In the St. Lawrence, he has fared well on spots rising from 40-45 feet of water, up to about 20-25 on top. Precise positioning of fish will vary, but Lester knows that there will typically be a pattern he can replicate elsewhere in similar spots.
"They’re not always in the eddy of the current; sometimes, they’ll be on the front side and sometimes, they’ll set up on the backside. So you just have to fish it to find out where they are.
For example, during the 2018 Elite event on the St. Lawrence, they were on front side, so I would start in that 45-foot zone and as my bait started coming up the actual rise and onto the top of the shoal, that’s when I’d get most of my bites.
This year (2019), most of my bites came on the back side of the shoals, in the actual current break — in the eddy. It just depends on how they’re set up, but it’s definitely something to take into consideration because there will be a pattern."
Lester notes that he rarely drift fishes deeper than 45 feet. It’s not that he can’t catch fish beyond that range; he simply believes the bigger, more aggressive fish will position higher. One consistent point: When he graphs fish on top of the high spots, he knows those fish will bite because they’ve moved up to feed.
Lester starts his drifts about 70-80 feet above his target, as this allows him time to deploy the trolling motor, pick up his rod and prepare for his presentation. This, he said, is a critical stage because you don’t want to miss the fish.
"Most people want to make a cast and get way out there, but the best way is to keep your line perfectly vertical," Lester said. "It’s very important to keep your bait on the bottom, and maintain contact. If it gets too far out, you don’t know what your bait is doing."
As he reaches the back side of the structure, Lester drifts another 50 feet to mop up any stragglers.
The Right Presentation
Lester gets most of his drift work done with a dropshot. He’s partial to the X Zone Lures Slammer, an effective goby imitator that he rigs on a No. 4 Mustad Titan-X Wacky/Neko hook. Goby colors work best in the St. Lawrence, but he’ll also use minnow patterns in St. Clair and other drifting theaters.
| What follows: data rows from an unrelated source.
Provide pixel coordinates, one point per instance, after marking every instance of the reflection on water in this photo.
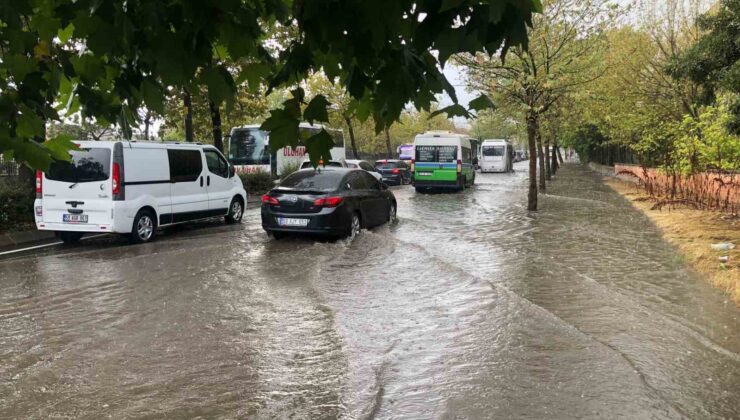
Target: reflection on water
(470, 306)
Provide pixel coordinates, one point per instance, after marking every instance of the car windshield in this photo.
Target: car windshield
(86, 165)
(309, 180)
(493, 150)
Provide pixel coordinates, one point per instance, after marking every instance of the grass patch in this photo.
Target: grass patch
(693, 232)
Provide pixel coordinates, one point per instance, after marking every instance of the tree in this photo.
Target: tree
(63, 54)
(714, 60)
(562, 55)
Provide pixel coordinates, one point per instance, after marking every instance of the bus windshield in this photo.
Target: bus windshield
(249, 147)
(442, 154)
(493, 150)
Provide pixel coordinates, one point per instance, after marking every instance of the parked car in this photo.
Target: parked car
(336, 202)
(133, 188)
(341, 163)
(394, 171)
(365, 166)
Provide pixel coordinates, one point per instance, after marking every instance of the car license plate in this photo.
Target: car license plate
(74, 218)
(287, 221)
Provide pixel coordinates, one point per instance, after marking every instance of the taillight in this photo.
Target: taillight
(269, 200)
(328, 202)
(116, 179)
(39, 183)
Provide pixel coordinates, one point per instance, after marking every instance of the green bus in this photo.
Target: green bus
(443, 160)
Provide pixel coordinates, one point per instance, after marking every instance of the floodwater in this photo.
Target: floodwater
(468, 307)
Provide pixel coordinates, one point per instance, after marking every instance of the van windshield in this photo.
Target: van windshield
(493, 150)
(442, 154)
(86, 165)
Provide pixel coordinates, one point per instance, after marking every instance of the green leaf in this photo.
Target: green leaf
(60, 146)
(319, 147)
(482, 102)
(316, 110)
(153, 95)
(254, 74)
(220, 84)
(65, 34)
(29, 125)
(455, 110)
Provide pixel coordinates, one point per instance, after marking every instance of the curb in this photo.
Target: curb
(15, 239)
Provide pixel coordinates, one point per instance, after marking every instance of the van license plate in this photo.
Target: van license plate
(284, 221)
(74, 218)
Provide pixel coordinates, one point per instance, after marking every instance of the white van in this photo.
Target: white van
(496, 156)
(133, 188)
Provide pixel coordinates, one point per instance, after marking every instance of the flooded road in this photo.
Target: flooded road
(468, 307)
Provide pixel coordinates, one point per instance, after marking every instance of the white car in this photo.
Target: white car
(364, 165)
(133, 188)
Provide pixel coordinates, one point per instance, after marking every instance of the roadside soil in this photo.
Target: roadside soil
(693, 232)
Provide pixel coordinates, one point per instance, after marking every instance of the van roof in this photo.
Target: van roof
(132, 143)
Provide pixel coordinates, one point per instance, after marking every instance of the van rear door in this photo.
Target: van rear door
(78, 192)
For pressured fish that have seen too many dropshots, Lester will switch to a Ned rig presentation. Here, he pairs an X Zone Ned Zone bait with a Mustad Grip Pin Ned Head in a size appropriate for the depth and current speed. With either bait, Lester says impatience kills.
"The biggest mistake is trying to rush them," he said. "Just let the fish run and when he finally presents the opportunity, just slip your hand under his belly and lift him aboard,” Lester said. “If you try to rush them, you’ll lose them every time."